L’atmosphère est électrique. Les néons rouges enveloppent toutes les personnes venues se presser sur les bancs de la discothèque parisienne. le Gibus semble dévoiler à chaque collection une nouvelle facette de son espace, faisant de lui le parfait environnement pour prolonger l’esprit de la marque Yproject.
La musique techno industrielle démarre, nous sommes parfaitement immergés dans l’ambiance, prêt à accueillir les créations de son designer Glenn Martens.

Avec cette cinquième collection, Yproject assume son virage artistique vers une esthétique « trash pointue », imprégnée des ambiances de films britanniques comme Trainspotting.Yproject prend des risques avec succès, en se démarquant de la tendance ainsi que des collections précédentes plus éthérées sur lesquelles planaient l’influence de son ancien designer Yohan Serfaty.

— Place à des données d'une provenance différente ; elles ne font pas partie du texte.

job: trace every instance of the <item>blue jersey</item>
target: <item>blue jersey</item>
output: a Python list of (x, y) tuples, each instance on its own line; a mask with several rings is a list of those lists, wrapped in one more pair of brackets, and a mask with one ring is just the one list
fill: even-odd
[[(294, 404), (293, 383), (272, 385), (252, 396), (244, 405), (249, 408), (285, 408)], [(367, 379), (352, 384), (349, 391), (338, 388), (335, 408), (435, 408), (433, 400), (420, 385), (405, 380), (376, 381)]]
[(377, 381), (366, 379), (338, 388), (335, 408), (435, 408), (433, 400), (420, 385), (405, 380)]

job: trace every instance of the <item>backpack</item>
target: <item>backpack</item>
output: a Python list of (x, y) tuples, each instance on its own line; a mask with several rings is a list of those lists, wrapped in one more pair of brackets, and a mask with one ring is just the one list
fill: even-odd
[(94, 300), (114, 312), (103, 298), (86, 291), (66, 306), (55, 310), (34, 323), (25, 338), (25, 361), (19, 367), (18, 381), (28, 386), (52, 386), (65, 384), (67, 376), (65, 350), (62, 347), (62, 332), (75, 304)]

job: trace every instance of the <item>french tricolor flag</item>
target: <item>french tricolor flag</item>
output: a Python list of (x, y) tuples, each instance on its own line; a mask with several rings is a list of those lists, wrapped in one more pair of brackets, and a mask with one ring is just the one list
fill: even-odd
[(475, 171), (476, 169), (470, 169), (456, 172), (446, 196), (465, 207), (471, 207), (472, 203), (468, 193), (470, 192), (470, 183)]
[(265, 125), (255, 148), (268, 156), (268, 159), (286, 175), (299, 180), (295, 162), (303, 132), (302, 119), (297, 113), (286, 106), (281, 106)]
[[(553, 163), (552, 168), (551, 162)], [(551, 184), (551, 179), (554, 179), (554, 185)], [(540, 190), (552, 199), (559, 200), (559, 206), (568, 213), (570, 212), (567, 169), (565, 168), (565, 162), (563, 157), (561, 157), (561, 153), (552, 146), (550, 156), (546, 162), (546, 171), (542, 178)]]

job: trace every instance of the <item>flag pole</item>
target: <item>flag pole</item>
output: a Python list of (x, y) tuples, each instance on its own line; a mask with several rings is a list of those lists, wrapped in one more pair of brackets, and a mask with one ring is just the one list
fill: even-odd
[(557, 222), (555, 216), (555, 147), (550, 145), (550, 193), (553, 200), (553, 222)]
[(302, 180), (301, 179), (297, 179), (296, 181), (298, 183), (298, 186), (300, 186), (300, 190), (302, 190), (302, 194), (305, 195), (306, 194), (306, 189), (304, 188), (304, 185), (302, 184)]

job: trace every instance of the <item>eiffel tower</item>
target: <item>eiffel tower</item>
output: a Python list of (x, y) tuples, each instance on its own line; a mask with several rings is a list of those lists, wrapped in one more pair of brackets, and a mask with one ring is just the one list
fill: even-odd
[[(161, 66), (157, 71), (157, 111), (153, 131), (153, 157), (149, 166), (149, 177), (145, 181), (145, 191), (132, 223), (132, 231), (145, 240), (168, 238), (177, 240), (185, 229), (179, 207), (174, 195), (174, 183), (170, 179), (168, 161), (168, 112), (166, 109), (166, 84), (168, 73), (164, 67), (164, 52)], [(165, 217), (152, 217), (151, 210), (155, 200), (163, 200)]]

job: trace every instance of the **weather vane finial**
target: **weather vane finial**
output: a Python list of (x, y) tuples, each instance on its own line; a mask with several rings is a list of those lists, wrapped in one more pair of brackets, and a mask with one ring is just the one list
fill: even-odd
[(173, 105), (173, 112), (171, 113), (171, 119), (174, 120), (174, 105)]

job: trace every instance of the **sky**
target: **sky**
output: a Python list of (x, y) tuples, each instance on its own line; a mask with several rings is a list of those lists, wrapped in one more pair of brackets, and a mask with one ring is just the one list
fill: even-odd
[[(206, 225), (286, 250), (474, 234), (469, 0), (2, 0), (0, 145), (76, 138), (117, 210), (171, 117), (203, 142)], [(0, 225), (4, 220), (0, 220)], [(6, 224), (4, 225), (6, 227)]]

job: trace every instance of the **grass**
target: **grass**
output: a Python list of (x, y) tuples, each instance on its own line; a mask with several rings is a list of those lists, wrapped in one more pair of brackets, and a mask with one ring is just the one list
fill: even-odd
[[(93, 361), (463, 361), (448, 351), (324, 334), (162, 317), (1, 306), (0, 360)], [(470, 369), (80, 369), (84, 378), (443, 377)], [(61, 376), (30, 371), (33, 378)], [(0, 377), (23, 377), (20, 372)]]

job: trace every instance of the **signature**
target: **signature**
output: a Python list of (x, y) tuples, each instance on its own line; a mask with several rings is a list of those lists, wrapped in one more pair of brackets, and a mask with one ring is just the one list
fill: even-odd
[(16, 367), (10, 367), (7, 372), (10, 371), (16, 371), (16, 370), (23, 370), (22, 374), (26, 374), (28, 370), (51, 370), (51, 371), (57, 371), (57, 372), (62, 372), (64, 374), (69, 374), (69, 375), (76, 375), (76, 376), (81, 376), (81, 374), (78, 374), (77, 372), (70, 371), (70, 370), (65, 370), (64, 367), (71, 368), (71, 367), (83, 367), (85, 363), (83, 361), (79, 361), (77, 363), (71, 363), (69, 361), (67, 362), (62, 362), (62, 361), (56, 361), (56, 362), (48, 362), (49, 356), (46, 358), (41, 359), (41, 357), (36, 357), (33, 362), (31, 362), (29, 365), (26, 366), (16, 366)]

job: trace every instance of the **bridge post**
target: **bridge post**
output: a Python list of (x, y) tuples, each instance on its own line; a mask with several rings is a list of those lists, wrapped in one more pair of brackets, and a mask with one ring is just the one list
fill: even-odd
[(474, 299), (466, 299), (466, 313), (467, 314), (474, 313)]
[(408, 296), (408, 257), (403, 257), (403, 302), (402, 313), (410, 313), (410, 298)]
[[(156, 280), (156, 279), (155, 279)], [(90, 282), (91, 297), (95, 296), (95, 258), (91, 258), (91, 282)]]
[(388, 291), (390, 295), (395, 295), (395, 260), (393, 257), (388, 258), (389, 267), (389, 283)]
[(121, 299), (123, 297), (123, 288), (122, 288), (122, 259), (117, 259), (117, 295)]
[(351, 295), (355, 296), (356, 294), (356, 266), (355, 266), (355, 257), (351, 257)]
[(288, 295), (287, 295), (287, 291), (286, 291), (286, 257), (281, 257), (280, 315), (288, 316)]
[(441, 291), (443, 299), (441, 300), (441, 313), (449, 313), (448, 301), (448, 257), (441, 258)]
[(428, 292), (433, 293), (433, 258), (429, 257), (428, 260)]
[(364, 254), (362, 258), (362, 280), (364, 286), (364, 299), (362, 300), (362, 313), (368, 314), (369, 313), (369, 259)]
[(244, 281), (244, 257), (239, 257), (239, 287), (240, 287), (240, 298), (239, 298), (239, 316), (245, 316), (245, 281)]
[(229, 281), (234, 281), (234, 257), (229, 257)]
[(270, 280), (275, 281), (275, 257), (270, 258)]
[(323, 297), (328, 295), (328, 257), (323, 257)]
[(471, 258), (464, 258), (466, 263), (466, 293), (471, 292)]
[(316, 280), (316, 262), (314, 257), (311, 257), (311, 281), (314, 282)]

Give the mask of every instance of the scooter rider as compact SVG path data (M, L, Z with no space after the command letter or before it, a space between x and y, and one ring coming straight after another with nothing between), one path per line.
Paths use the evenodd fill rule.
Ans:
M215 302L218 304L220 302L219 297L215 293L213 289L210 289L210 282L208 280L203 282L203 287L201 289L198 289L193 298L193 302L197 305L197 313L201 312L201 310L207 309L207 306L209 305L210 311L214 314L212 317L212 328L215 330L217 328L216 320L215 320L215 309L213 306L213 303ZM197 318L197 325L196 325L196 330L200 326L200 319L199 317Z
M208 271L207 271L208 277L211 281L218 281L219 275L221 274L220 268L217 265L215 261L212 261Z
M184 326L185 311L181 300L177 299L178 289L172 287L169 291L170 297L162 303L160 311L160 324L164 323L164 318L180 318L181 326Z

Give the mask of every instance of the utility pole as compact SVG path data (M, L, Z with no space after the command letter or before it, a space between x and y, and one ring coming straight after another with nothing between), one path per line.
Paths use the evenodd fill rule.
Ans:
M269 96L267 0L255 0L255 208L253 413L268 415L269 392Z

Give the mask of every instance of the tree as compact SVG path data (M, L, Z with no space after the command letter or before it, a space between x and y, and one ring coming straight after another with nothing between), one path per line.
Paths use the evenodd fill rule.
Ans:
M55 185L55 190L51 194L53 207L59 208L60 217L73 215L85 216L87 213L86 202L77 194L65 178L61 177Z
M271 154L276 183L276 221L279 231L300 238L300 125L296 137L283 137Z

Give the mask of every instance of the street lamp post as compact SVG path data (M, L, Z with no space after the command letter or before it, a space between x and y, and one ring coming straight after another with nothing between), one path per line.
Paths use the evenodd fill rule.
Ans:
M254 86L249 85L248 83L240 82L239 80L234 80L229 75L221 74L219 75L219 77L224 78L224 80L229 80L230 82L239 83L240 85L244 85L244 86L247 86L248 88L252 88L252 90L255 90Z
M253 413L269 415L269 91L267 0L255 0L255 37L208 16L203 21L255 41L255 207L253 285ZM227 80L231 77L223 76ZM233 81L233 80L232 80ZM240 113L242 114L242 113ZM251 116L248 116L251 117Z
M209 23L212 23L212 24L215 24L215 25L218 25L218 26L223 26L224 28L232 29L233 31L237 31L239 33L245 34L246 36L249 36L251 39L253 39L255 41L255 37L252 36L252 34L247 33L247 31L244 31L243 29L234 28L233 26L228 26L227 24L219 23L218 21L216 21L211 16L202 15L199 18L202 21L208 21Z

La collection homme automne-hiver de cette saison est une savoureuse hybridation entre un style normcore, des influences 90’s et un vestiaire classique américain revisité.
Chaque pièce est forte en elle même, en fonction d’une caractéristique ( couleurs, coupes , plissages , détails…) que le designer a décidé d’exacerber. Rien n’est ajusté dans des proportions « classiques »: la veste en jean a des manches trois-quart, on vient sculpter l’oversize avec des boutonnières à pression, des zips, des sangles.Le pantalon taille haute est fendu sur de volumineuses boots ou alors finit en pattes d’éléphant dégoulinantes dans une avalanche de plissés.
De ces savants déséquilibres se dégagent une nonchalance sensuelle explosive.

Probablement, notre coup de cœur de la saison!